Non-linear Dimensionality Reduction on Extracellular Waveforms Reveals Physiological, Functional, and Laminar Diversity in Premotor Cortex

Cortical circuits involved in decision-making are thought to contain a large number of cell types— each with different physiological, functional, and laminar distribution properties—that coordinate to produce behavior. Current in vivo methods rely on clustering of specified features, such as trough to peak duration of extracellular spikes, to identify putative cell types, but these can only capture a small amount of variation. Here, we develop a new method (WaveMAP) that combines non-linear dimensionality reduction with graph clustering to identify putative cell types. We apply WaveMAP to extracellular waveforms recorded from dorsal premotor cortex of macaque monkeys performing a decision-making task. Using WaveMAP, we robustly establish eight waveform clusters and show that these clusters recapitulate previously identified narrow- and broad-spiking types while also revealing undocumented diversity within these sub types. The eight clusters exhibited distinct laminar distributions, characteristic firing rate patterns, and decision-related dynamics.SignificanceHow different cell types sculpt activity patterns in brain areas associated with decision-making is a fundamentally unresolved problem in neuroscience.
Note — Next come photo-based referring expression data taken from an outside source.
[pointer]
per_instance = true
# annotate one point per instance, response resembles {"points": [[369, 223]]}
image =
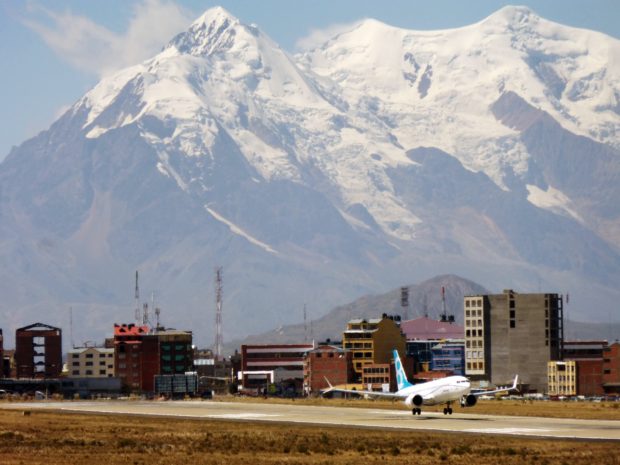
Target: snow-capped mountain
{"points": [[381, 157]]}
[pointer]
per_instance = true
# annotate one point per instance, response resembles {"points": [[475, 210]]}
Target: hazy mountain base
{"points": [[223, 150]]}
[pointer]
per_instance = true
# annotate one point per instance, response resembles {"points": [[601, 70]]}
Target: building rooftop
{"points": [[130, 330], [426, 328]]}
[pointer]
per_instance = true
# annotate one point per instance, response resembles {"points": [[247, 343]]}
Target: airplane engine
{"points": [[470, 400], [414, 400]]}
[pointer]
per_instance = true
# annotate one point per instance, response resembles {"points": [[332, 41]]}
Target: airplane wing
{"points": [[503, 389], [391, 395]]}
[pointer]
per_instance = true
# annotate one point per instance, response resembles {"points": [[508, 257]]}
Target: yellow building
{"points": [[90, 362], [372, 341], [562, 378]]}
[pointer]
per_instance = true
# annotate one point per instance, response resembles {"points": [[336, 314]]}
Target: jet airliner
{"points": [[445, 390]]}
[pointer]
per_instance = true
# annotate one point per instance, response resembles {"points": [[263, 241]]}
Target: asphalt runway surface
{"points": [[469, 422]]}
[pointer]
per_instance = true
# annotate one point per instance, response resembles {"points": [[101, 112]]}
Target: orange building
{"points": [[611, 369], [326, 362], [372, 341]]}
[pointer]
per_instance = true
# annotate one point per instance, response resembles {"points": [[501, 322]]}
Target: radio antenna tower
{"points": [[137, 297], [305, 325], [218, 313]]}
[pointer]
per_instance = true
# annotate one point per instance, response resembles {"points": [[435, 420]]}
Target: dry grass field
{"points": [[54, 438], [526, 408]]}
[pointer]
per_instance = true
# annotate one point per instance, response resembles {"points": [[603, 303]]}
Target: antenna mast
{"points": [[305, 325], [444, 316], [218, 313], [71, 326], [404, 301], [137, 297]]}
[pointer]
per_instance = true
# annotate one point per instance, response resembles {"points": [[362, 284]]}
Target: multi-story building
{"points": [[136, 357], [176, 352], [272, 363], [562, 378], [511, 333], [611, 369], [425, 328], [449, 356], [372, 341], [588, 358], [326, 362], [38, 351], [90, 362], [141, 353], [377, 377]]}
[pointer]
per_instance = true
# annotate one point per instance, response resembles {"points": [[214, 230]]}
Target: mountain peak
{"points": [[512, 16], [214, 30]]}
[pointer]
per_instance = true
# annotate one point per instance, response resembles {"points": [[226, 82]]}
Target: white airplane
{"points": [[444, 390]]}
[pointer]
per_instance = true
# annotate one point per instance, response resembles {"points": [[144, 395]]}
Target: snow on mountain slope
{"points": [[221, 75], [435, 88], [487, 151]]}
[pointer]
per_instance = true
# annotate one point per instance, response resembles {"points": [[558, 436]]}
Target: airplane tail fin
{"points": [[329, 389], [401, 377]]}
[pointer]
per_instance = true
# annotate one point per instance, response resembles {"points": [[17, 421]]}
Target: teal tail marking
{"points": [[401, 377]]}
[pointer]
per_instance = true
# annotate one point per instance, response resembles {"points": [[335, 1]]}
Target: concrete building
{"points": [[611, 369], [425, 328], [38, 351], [372, 341], [141, 353], [512, 333], [90, 362], [266, 364], [378, 377], [562, 378], [176, 352], [588, 358], [326, 361], [136, 357]]}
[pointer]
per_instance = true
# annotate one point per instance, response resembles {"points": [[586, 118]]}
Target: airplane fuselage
{"points": [[440, 391]]}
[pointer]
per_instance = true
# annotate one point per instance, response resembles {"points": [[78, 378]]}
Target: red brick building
{"points": [[611, 369], [326, 361], [272, 363], [590, 377], [140, 354], [136, 357], [38, 351]]}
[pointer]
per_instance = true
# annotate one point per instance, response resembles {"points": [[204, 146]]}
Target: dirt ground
{"points": [[36, 437], [551, 409]]}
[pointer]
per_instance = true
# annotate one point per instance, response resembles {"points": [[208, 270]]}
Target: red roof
{"points": [[130, 330], [425, 328]]}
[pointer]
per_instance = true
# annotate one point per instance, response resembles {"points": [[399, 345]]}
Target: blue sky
{"points": [[53, 51]]}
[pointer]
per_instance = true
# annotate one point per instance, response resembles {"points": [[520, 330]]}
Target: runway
{"points": [[470, 423]]}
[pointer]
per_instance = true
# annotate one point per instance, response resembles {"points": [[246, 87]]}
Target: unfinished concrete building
{"points": [[38, 351], [511, 333]]}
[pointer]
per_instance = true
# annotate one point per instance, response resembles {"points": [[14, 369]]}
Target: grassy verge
{"points": [[55, 438], [579, 410]]}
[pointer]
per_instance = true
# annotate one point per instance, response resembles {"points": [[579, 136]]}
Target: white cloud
{"points": [[93, 48], [318, 37]]}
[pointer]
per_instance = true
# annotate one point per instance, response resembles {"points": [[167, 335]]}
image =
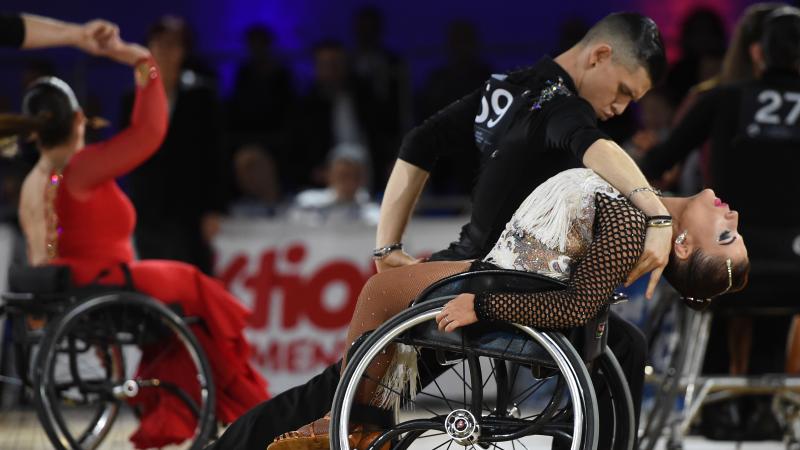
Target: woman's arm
{"points": [[115, 157], [617, 243], [91, 37]]}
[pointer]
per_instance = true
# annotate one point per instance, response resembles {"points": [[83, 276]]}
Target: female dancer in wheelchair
{"points": [[574, 227], [73, 213]]}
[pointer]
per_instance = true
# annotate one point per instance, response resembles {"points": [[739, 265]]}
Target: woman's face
{"points": [[712, 226]]}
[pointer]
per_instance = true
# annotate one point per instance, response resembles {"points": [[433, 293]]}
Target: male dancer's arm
{"points": [[611, 162], [572, 125], [446, 132]]}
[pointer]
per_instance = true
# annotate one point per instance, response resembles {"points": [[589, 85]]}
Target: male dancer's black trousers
{"points": [[308, 402]]}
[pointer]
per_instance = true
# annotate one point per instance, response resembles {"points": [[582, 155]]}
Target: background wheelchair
{"points": [[681, 389], [493, 385], [85, 354]]}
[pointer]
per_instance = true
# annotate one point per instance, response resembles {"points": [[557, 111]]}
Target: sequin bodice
{"points": [[553, 227]]}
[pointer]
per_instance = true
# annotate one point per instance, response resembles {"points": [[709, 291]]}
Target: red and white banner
{"points": [[302, 283]]}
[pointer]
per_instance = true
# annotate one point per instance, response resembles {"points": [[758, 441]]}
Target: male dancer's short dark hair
{"points": [[635, 40]]}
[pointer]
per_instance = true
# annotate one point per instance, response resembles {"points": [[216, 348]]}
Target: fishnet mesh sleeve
{"points": [[619, 231]]}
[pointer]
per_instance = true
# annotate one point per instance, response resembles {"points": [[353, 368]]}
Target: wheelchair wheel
{"points": [[472, 397], [97, 359], [608, 376]]}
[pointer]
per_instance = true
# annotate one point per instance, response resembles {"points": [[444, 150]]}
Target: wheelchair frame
{"points": [[64, 313]]}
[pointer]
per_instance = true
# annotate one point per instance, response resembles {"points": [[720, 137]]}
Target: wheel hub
{"points": [[462, 427], [128, 389]]}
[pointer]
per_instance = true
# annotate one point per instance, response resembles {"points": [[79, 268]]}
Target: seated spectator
{"points": [[256, 177], [337, 109], [263, 91], [345, 200], [178, 194]]}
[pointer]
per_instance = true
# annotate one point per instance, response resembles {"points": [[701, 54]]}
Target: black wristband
{"points": [[379, 253], [649, 218]]}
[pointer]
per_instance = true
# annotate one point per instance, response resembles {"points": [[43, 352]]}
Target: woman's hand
{"points": [[96, 36], [126, 52], [657, 246], [457, 313]]}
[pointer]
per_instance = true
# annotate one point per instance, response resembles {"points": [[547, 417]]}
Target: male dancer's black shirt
{"points": [[12, 30], [521, 145], [754, 131]]}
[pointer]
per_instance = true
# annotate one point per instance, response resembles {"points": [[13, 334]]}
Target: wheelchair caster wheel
{"points": [[674, 445]]}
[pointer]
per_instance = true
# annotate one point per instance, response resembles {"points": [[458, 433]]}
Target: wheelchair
{"points": [[87, 353], [682, 390], [492, 385]]}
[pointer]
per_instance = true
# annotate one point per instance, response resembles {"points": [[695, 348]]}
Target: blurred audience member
{"points": [[385, 74], [263, 91], [178, 192], [570, 31], [345, 200], [656, 111], [458, 77], [35, 69], [256, 176], [336, 110], [703, 43]]}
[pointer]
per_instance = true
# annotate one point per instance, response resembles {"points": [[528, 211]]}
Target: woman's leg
{"points": [[385, 295]]}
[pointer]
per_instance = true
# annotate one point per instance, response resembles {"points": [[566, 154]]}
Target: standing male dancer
{"points": [[528, 125]]}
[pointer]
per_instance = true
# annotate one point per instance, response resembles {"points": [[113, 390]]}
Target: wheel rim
{"points": [[50, 403], [385, 335]]}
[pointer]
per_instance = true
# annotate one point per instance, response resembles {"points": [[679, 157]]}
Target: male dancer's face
{"points": [[610, 86]]}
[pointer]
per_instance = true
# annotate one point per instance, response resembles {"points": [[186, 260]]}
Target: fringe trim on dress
{"points": [[402, 377]]}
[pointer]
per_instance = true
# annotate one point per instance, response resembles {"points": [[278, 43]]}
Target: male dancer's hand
{"points": [[657, 246], [397, 258]]}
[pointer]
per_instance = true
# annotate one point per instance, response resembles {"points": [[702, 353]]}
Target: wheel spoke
{"points": [[433, 379], [448, 442], [535, 386]]}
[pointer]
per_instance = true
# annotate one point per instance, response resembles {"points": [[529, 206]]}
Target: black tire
{"points": [[609, 375], [77, 405], [578, 424]]}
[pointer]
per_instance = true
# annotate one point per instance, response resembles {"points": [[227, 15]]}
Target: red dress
{"points": [[91, 230]]}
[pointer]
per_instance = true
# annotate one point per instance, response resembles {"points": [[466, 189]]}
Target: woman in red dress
{"points": [[73, 213]]}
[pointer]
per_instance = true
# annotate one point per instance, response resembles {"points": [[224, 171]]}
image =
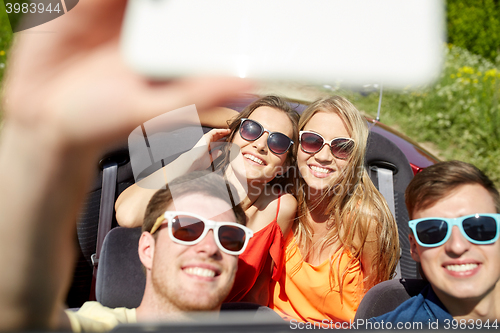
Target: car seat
{"points": [[387, 296]]}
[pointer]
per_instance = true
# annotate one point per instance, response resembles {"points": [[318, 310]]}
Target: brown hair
{"points": [[437, 181], [209, 183], [356, 207]]}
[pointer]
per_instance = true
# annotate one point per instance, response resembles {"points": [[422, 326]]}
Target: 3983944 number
{"points": [[31, 8], [470, 324]]}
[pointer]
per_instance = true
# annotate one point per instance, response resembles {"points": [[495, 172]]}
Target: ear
{"points": [[413, 248], [146, 249]]}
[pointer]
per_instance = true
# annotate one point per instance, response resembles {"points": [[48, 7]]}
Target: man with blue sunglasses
{"points": [[455, 221]]}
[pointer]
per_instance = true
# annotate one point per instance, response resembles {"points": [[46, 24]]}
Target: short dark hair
{"points": [[437, 181], [209, 183]]}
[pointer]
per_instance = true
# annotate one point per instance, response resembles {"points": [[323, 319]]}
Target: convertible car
{"points": [[391, 159]]}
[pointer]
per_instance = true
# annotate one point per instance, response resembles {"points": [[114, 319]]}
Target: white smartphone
{"points": [[395, 42]]}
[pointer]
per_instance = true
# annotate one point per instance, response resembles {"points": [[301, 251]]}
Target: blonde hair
{"points": [[354, 204]]}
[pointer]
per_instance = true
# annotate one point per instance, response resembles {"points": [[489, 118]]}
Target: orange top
{"points": [[304, 292], [264, 250]]}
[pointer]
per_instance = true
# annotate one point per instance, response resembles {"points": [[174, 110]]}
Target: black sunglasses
{"points": [[277, 142], [312, 142], [189, 229], [478, 229]]}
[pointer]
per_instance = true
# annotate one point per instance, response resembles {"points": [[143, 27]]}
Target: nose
{"points": [[457, 244], [208, 245], [324, 154]]}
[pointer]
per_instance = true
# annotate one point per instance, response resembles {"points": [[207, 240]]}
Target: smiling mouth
{"points": [[254, 159], [198, 271], [461, 268]]}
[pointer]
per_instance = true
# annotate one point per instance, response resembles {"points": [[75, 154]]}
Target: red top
{"points": [[262, 258]]}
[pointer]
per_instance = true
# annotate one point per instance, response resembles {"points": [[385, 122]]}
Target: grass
{"points": [[459, 114]]}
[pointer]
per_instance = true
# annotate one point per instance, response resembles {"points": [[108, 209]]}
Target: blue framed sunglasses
{"points": [[478, 229]]}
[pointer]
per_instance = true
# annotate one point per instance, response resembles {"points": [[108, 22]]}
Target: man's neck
{"points": [[485, 307]]}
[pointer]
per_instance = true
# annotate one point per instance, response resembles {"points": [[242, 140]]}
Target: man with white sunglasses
{"points": [[454, 211], [192, 236]]}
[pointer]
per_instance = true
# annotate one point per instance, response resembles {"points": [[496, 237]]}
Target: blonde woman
{"points": [[345, 238]]}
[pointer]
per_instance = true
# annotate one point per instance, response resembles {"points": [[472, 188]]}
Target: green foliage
{"points": [[460, 113], [475, 25]]}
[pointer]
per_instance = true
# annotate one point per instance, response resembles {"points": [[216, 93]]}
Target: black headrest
{"points": [[381, 152], [121, 279]]}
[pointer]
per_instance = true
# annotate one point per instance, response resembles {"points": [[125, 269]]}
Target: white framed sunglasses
{"points": [[481, 229], [188, 229]]}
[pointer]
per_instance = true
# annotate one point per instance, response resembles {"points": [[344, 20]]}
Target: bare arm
{"points": [[132, 203], [68, 97]]}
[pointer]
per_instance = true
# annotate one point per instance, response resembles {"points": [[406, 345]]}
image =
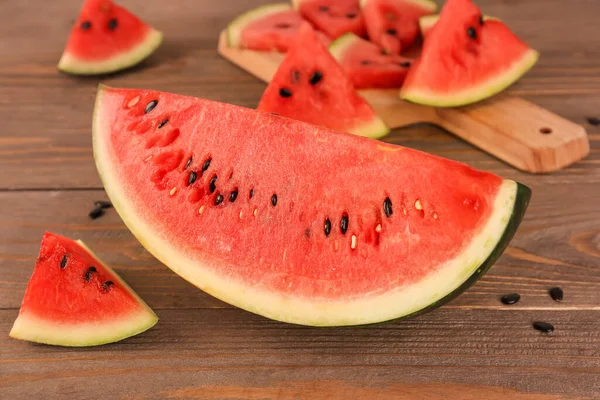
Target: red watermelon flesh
{"points": [[394, 24], [267, 28], [73, 299], [333, 17], [294, 221], [466, 58], [106, 38], [310, 86], [366, 65]]}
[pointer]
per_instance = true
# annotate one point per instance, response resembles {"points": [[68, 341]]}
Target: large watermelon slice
{"points": [[294, 221], [107, 38], [466, 59], [333, 17], [310, 86], [366, 65], [394, 24], [73, 299]]}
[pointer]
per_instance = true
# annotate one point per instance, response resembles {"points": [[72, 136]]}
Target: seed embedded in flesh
{"points": [[285, 92], [511, 298], [192, 178], [316, 77], [472, 33], [150, 106], [556, 293], [344, 223], [327, 227], [543, 327], [112, 24], [387, 207]]}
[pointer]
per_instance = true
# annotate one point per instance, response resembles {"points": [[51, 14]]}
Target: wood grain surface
{"points": [[473, 348]]}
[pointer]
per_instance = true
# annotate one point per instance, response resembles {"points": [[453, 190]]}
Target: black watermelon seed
{"points": [[556, 293], [88, 274], [285, 92], [96, 213], [511, 298], [327, 227], [213, 186], [387, 207], [103, 204], [344, 224], [107, 285], [472, 33], [112, 24], [192, 178], [543, 327], [206, 165], [163, 123], [150, 106], [316, 77], [594, 121]]}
In monkeys, and other species where transgenic access is not yet possible, identifying physiological types in vivo relies on only a few discrete user-specified features of extracellular waveforms to identify cell types. Here, we show that non-linear dimensionality reduction with graph clustering applied to the entire extracellular waveform can delineate many different putative cell types and does so in an interpretable manner. We show that this method reveals previously undocumented physiological, functional, and laminar diversity in the dorsal premotor cortex of monkeys, a key brain area implicated in decision-making.